Introduction
Security isn’t just about encryption—it’s also about accountability. If you need to track who’s accessing your SQL Server, making changes, or altering security settings, SQL Server Audit is your go-to solution.
SQL Server Audit allows you to log and monitor specific database activities, helping organizations comply with security regulations like HIPAA, GDPR, and SOX. In this post, we’ll explore what SQL Server Audit is, why it’s important, and how to set it up.
What is SQL Server Audit?
SQL Server Audit records events happening in your database and logs them in:
✔️ The Windows Security Log
✔️ The Windows Application Log
✔️ A File on Disk
You can track activities such as:
🔹 Login attempts (successful & failed)
🔹 Schema changes (table modifications, permission changes, etc.)

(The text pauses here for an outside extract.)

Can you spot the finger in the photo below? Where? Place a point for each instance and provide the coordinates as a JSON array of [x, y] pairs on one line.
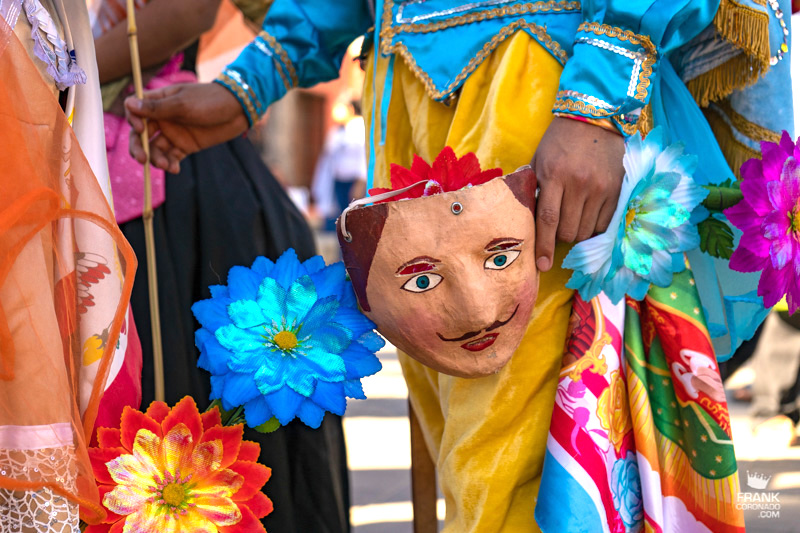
[[605, 216], [175, 155], [157, 104], [548, 210], [159, 148], [589, 216], [570, 217]]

🔹 Data modifications (INSERT, UPDATE, DELETE operations)
🔹 High-privilege actions (GRANT, REVOKE, DENY permissions)
Why Use SQL Server Audit?
✅ Compliance & Regulations – Helps organizations meet regulatory requirements (HIPAA, GDPR, SOX, etc.).
✅ Security & Forensics – Investigate suspicious activity and potential breaches.
✅ Accountability – Track who did what and when within the database.
✅ Real-Time Monitoring – Detect unauthorized changes and failed login attempts.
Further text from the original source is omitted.